MITACS Project Website - Project Highlights

We have developed AMR system that fully automatically decides the structure of a protein from NMR experiments. Initially experiments of AMR were performed on 4 small proteins with success.

Methods for reliable synthesis of long genes offer great promise for protein synthesis via expression of synthetic genes, with applications to improved analysis of protein structure and function, as well as engineering of novel proteins. Current technologies for gene synthesis use computational methods for design of short oligos, which can then be reliably synthesized and assembled into the desired target gene. We have developed efficient algorithms for special cases of this problem, and have shown that the general problem is NP-hard.

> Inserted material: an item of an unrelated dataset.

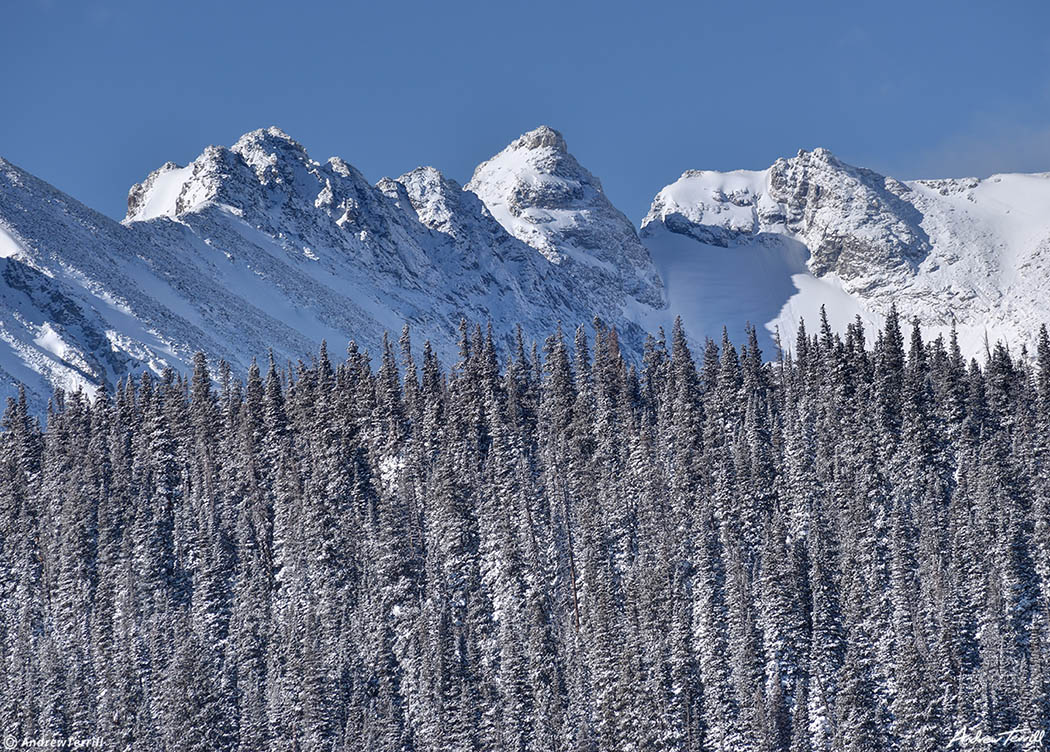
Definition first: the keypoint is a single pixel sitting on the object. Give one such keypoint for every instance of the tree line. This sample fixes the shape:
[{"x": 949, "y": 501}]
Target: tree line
[{"x": 845, "y": 547}]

The accuracy of secondary structure predictions made by free energy minimization is limited by the quality of the energy parameters in the underlying free energy model. The most widely used model, the Turner99 model, has hundreds of parameters, and so a robust parameter estimation scheme should efficiently handle large data sets with thousands of structures. Moreover, the estimation scheme should also be trained using available experimental free energy data in addition to structural data. We have developed a new constraint generation (CG) method, the first computational approach to RNA free energy parameter estimation that can be efficiently trained on large sets of structural as well as thermodynamic data. Our CG approach employs a novel iterative scheme, whereby the energy values are first computed as the solution to a constrained optimization problem. Then the newly computed energy parameters are used to update the constraints on the optimization function, so as to better optimize the energy parameters in the next iteration. Using our method on biologically sound data, we obtain revised parameters for the Turner99 energy model. We show that by using our new parameters, we obtain significant improvements in prediction accuracy over current state of-the-art methods.

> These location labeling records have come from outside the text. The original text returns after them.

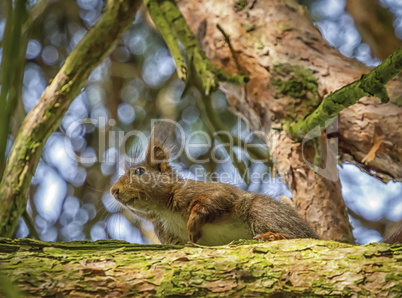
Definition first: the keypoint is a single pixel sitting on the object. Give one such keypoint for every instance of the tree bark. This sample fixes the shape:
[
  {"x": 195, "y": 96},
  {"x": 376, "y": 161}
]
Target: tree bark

Improving the accuracy and efficiency of prediction methods is an ongoing challenge, particulary for pseudoknotted secondary structures, in which base pairs overlap. State-of-the-art methods, which are based on free energy minimization, have high run-time complexity (typically Theta(n^5) or worse), and can handle (minimize over) only limited types of pseudoknotted structures. We have developed Hfold, a new approach for prediction of pseudoknotted structures, motivated by the hypothesis that RNA structures fold hierarchically, with pseudoknot free (non-overlapping) base pairs forming first, and pseudoknots forming later so as to minimize energy relative to the folded pseudoknot free structure. Our H-fold algorithm uses two-phase energy minimization to predict hierarchically-formed secondary structures in O(n^3) time, matching the complexity of the best algorithms for pseudoknot free secondary structure prediction via enery minimization.